Ganglionitis: Kaum zu diagnostizieren, keine Therapie
Beim lebenden Pferd gibt es bislang keine Möglichkeit, die Ganglien und ihren Zustand sichtbar zu machen. „Die Bildgebung des Achsenskeletts beim Pferd ist im Allgemeinen sehr schwierig. Die MRT ist die Bildgebung der Wahl in der Humanmedizin, ist aber im Achsenskelett des Pferdes nicht möglich.“
Nicht möglich sind derzeit außerdem spezifische Behandlungen oder Therapien bei Ganglionitis bei Pferden. „Wir stehen noch ganz am Anfang, diese Erkrankung beim Pferd zu verstehen“, sagt Story.

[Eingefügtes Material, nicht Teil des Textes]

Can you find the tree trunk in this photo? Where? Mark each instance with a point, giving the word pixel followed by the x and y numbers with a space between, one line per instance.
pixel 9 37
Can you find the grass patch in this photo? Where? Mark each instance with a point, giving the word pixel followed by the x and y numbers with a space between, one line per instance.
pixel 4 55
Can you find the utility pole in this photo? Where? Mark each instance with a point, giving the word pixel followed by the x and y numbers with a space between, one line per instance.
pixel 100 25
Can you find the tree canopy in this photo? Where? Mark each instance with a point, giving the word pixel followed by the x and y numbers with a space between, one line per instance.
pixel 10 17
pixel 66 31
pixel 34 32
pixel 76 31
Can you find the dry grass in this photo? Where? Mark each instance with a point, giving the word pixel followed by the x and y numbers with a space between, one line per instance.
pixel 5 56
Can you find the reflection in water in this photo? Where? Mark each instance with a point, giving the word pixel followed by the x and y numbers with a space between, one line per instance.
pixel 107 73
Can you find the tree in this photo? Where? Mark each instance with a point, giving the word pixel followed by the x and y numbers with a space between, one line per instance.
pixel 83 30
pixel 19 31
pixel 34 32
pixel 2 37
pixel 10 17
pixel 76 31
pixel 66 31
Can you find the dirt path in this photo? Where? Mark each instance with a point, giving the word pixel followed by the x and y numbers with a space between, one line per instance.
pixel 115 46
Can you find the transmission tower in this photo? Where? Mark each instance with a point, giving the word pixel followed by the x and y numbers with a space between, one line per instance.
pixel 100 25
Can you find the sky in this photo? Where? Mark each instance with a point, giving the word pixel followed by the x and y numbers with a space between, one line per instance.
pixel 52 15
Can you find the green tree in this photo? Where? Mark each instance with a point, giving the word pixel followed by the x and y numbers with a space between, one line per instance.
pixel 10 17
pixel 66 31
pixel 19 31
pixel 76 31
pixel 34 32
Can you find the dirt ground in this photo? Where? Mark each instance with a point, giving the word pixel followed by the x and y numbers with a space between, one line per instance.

Doch nicht jedes Pferd, das aufgrund von Schmerzen Problemverhalten zeigt, leidet gleich an einer Ganglionitis. Die 14 Pferde, bei denen die Krankheit im Zuge der Studie festgestellt wurde, entsprechen lediglich 0,001 % der Pferde, die innerhalb von fünf Jahren an der Universitätsklinik vorgestellt worden waren. „Es gibt sicherlich viele Fälle, in denen die Schmerzursache festgestellt, behoben und das Verhalten verbessert werden kann.“ Dies sei letztlich auch der wesentliche Unterschied zu Pferden mit Ganglionitis: Bei ihnen ist jedwede Therapie vergebens.
Ursachenforschung Pflicht
Wer anhaltendes Problemverhalten bei seinem Pferd feststellt, sei dennoch gefordert, dessen Ursprung auf den Grund zu gehen. „Das Wichtigste, das ich den Besitzern mitgeben kann, ist, an sich selbst und ihr Pferd zu glauben. Besitzer bzw. Reiter kennen die Pferde besser als jeder andere. Allzu oft wird ihnen gesagt, dass es dem Pferd gut geht, und ihre Sorgen werden beiseitegeschoben. Der Besitzer ist der Fürsprecher seines Pferdes. Sie müssen weiter Druck machen, um Antworten zu finden, wenn sie wirklich glauben, dass etwas mit ihrem Pferd nicht stimmt.“
Problemverhalten führt häufig zu fragwürdigen bis hin zu missbräuchlichen Trainingsmethoden. Dabei liegt es meist im verzweifelten Versuch des Pferdes begründet, Angst oder Schmerz zu vermeiden. Im Sinne des Tierschutzes ist eine umfangreiche Ursachenforschung deshalb Pflicht.